Former New York State Assembly Speaker Sheldon Silver was cut loose from federal prison Tuesday, and has returned to his Lower East Side apartment complex as he awaits a pending decision about his fate, according to multiple reports.

Silver, 77, had served eight months of a 6.5 year sentence on bribery and money laundering charges at Otisville Prison in Orange County. He was furloughed from the facility on Tuesday, a source told the Associated Press, as the Bureau of Prisons considers his application to serve the remainder of his sentence from home confinement

A spokesperson for the U.S. Attorney for the Southern District told the outlet that the Manhattan prosecutor's office opposed Silver's release.

Local photographers were on hand for Silver's homecoming on Tuesday, as he arrived at his Grand Street Co-op in a wheelchair alongside his wife.

Rabbi Akiva Homnick, a friend and supporter, told the Post afterward that Silver was "thrilled and ecstatic to be out," adding that he'd spent a lot of his time in solitary confinement because he was forced to quarantine after seeing his doctor.

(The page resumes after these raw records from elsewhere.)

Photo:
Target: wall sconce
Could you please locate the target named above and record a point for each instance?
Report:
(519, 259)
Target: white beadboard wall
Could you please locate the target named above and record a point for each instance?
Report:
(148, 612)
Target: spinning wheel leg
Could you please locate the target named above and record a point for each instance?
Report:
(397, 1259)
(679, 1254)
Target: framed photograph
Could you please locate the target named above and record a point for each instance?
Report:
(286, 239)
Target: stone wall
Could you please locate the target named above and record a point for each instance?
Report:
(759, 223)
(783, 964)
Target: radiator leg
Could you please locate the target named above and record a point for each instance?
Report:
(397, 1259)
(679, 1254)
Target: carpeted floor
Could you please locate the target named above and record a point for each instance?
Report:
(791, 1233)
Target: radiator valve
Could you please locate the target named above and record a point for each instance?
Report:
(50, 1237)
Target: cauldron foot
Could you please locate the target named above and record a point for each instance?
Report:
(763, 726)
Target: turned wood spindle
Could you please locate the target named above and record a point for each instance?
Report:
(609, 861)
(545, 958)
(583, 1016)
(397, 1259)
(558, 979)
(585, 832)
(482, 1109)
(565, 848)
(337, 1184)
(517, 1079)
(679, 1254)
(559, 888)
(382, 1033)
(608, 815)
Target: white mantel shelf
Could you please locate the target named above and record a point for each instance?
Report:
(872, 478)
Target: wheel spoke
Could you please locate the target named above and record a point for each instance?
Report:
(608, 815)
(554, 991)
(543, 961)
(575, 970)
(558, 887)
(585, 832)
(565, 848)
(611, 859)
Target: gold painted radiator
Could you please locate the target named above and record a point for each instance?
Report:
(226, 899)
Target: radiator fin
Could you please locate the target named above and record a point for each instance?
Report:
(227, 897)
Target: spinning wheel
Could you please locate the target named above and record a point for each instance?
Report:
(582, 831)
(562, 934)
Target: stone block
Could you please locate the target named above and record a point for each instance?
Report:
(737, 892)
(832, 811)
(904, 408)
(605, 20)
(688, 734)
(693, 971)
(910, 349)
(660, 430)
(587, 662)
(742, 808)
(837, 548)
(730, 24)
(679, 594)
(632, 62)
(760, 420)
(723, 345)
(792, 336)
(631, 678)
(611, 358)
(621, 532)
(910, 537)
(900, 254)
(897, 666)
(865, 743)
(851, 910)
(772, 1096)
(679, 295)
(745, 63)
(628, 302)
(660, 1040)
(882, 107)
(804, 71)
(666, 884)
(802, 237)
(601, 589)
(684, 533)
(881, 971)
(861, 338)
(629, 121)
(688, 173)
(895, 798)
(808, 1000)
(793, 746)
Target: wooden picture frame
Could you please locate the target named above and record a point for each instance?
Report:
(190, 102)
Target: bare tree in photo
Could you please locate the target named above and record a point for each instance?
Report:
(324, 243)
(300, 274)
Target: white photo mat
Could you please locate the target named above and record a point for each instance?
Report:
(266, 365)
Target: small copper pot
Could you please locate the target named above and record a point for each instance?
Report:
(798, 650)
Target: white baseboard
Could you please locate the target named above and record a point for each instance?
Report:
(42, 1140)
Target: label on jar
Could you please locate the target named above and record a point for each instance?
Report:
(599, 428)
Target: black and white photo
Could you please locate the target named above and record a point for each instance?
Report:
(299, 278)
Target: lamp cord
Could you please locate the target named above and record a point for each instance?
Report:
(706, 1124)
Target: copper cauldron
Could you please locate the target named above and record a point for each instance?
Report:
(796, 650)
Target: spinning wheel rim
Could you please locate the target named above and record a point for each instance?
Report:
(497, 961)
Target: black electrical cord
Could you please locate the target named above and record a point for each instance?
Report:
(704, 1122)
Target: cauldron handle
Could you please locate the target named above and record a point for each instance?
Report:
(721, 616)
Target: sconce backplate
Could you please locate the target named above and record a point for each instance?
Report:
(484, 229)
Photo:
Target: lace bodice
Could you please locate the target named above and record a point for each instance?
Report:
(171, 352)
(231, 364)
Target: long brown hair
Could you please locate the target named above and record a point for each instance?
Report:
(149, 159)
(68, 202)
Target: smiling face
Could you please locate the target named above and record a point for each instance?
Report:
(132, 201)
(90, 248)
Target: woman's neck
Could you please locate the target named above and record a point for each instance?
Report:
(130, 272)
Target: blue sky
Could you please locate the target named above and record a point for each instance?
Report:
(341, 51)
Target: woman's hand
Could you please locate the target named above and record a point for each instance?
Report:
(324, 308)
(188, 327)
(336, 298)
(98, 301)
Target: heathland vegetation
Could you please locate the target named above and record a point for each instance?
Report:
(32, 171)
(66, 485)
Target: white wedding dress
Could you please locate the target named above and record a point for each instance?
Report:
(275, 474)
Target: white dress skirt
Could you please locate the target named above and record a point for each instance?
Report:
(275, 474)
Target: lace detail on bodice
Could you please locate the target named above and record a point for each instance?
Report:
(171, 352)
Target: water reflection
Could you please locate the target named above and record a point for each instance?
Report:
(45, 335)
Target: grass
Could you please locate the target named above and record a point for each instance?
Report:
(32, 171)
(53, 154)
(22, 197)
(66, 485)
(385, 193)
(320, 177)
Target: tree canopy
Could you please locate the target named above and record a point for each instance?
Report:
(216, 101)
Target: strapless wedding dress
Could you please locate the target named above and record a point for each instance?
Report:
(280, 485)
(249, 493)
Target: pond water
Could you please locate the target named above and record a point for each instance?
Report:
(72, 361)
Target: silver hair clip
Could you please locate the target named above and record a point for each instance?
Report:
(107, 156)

Silver, who served as Assembly Speaker for more than two decades, wielding vast power over the state as one of Albany's "three men in a room," was convicted twice of accepting more than $5 million in bribes in exchange for kickbacks to prominent developers and a cancer researcher. He managed to fend off both sentences through appeal, before receiving the 78 month sentence this summer.

At the time, Silver argued that the sentence would increase his likelihood of contracting coronavirus in prison, and noted his history of prostate cancer.

“Your honor, I do not want to die in prison,” Silver wrote to the judge.

Inquiries to the Bureau of Prisons and the Southern District of New York were not returned.